On bir ayın sultanı olarak anılan bir Ramazan Ayını daha idrak etmenin coşkusunu hep birlikte yaşadık. Ramazan ayı denince akla ilk gelen şey, elbette Ramazan Orucu olur. Ramazan orucu, Allah rızası için nefsi belli bir müddet sevdiği şeylerden mahrum bırakıp terbiye etme eylemidir.
Ramazan ayında oruç tutan insan, hem her yönüyle iradesini güçlendirir, hem de nimetlerin değerini daha iyi anlar. Yediği yemeğin, içtiği suyun önemini kavrar.
Bu sayede Dünyanın birçok yerinde yemek ve su bulmakta sıkıntı çeken insanların halini anlar.
İster istemez, “Nerede O Eski Ramazanlar” diyesi geliyor insanın…
Komşuluk, Dostluk, paylaşım içinde geçerdi Ramazanlar…
“Komşu, Komşunun külüne muhtaçtır” diye boşuna dememiş atalarımız…
Ramazan geldiğinde, herkes elinde ne varsa paylaşırdı…
Bir elin verdiğini öteki el görmezdi…
Dualarla tamamlanan sahurun sabahında başlardı iftar hazırlıkları…
Komşular, akrabalar davet edilir, her gün bir başka evin sofrası zenginleşirdi misafirleriyle…
Şehrin belirli noktalarında iftar çadırları kurulurdu…
Top Sesi ve Cami minarelerinden yükselen ezan sesleri “Haydi Buyrun Sofraya” derdi…
İdrak ettiğimiz son Ramazan ayının başlangıcı Seçim dönemine rastlayınca, Oy toplama telaşına düşen bazı siyasiler ve Muhtar Adayları reklam amaçlı yine o eski iftar sofralarını kurdular.
Allah hayırlarını kabul etsin!..
İşin manidar tarafı ise, Seçim sonrası beklediği oy oranını bulamayan ve seçilemeyen Siyasilerin ve Muhtar adaylarının Seçimlerin sonrasında iftar sofralarını iptal etmeleri oldu!..
Ne diyelim?..
Allah herkesin gönlüne göre versin… Bayramlarda, özellikle Dini Bayramlarda…
Büyükler ziyaret edilirdi, eller öpülürdü. Küsler barışırdı…
Eskiden heyecanla beklenen Bayram alışverişine de gerek kalmadı. Çünkü zaten sürekli AVM’lerde alışveriş durumunda insanlar.

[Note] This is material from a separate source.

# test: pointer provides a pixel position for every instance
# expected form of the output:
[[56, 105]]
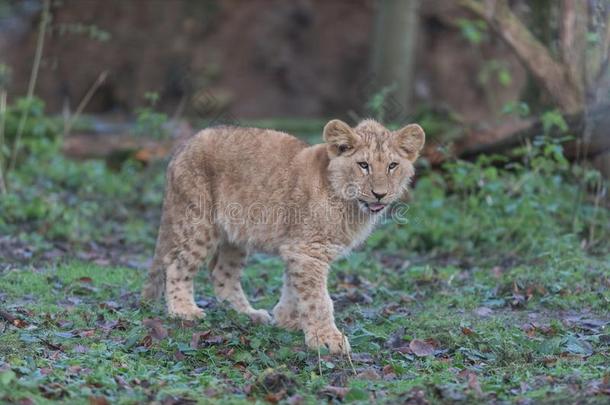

Bayramlık kavramı neredeyse yok olup gitti…
Artık Bayram Tatili demek, Bayramlaşmak demek değil. İple çekilen Tatil günleri, kimse kapıyı çalmadan bir yerlere gitme yarışına dönmüş durumda…
Çocuklar artık bayramlıklarını giyip, kapı kapı dolaşarak şeker, harçlık toplama coşkusunu yaşayamıyor.
O çocuksu söylenen bütün masallara inanırdık,
Onlar mı bizi kandırdı biz mi aldandık,
Bayramları bekler, bayramları yaşardık,
Bayramlar mı eskidi, bizler mi yaşlandık?..
Bence Bayramlar eskimedi, eskimez de…
İnsanlar Bayramları değiştirdi…
Bir çok kavramda olduğu gibi Bayram kavramının da içi boşaldı.
Oruç tutmanın, Bayramlaşmanın coşkusu yerini oruç tutma ve Bayramlaşma vazifesine bıraktı…
“Nerede O Eski Ramazanlar” demek yerine, bugünün Ramazanlarını dünkü gibi yaşamak ve yaşatmak elimizde…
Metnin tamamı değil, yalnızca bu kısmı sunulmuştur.